Austrian collective Gelitin took the biscuit with one of their classic actions: in startlingly little time the stage was transformed into a chaotic pandemonium, and the artists then proceeded to sing, pee and plaster-slather their way through a two-hour performance. Excellently old school, yet also imbued with fresh energy. Overall, the Cabaret Voltaire gave priority to an old-fashioned, hardworking kind of performer body – a contrast to e.g. the Berlin biennial with its nebulous, yet utterly fit biotech body.

And so we’ve arrived: Manifesta vs. the Berlin biennial. As will be clear from the above, Manifesta was a sprawling, ever-expanding platform – a horizontal and spread-out exhibition with no overall score, imbued by a kind of cut-and-paste curating that refused to commit to any position and was mostly about “encounters” in the haziest manner imaginable. The clearest example of this was the so-called Pavilion of Reflections – a huge, raft-like structure with an observation tower, a café, sundeck, a changing room with a hairdryer, and a huge screen showing documentaries about the creation of the various satellite works as viewers sit with their feet in the water clutching Aperol spritzers. It would be hard to come up with a more thoroughly 1990s-platform-relational-aesthetics-bonanza.

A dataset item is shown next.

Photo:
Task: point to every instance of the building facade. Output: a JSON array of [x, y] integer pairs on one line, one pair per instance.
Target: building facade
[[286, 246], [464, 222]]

If Manifesta 11 seems rather flat in a horizontal manner, then the DIS collective’s 9th Berlin biennial had instead a more vertical flat-screen-flatness about it. Billboards, Photostats, upright screens, flat tableaux and wall reliefs are not just an aesthetic preference that serves to accentuate the theme of interfaces and a privileged, specific viewing direction. This year’s Berlin biennial is an eternal portal, a place you always already inhabit, but it is also jingle, a teaser into which you cannot delve any deeper. For that is what our present age is like – certainly for those privileged individuals who have the right nationality and can afford to “suffer from” data obesity, and therefore to postulate generic airport aesthetics and constant airbnb-transits as fundamental human conditions. That is the greatest problem with the Berlin biennial. And it is not a trivial one.

Manifesta 11 ebbs out into the Zürich lake like yet another contourless EU summit with a mile-long agenda. It will soon be forgotton. By contrast, the 9th Berlin biennale stands erect, a one-eyed, toned zero with a tanktop and a tight ponytail – and this DIS, despite of everything, deserve thanks for formulating so pointedly.

Manifesta 11, Pavilion of Reflections. Photo: Manifesta 11/Wolfgang Traeger.
Manifesta 11, Pavilion of Reflections. Photo: Manifesta 11/Wolfgang Traeger.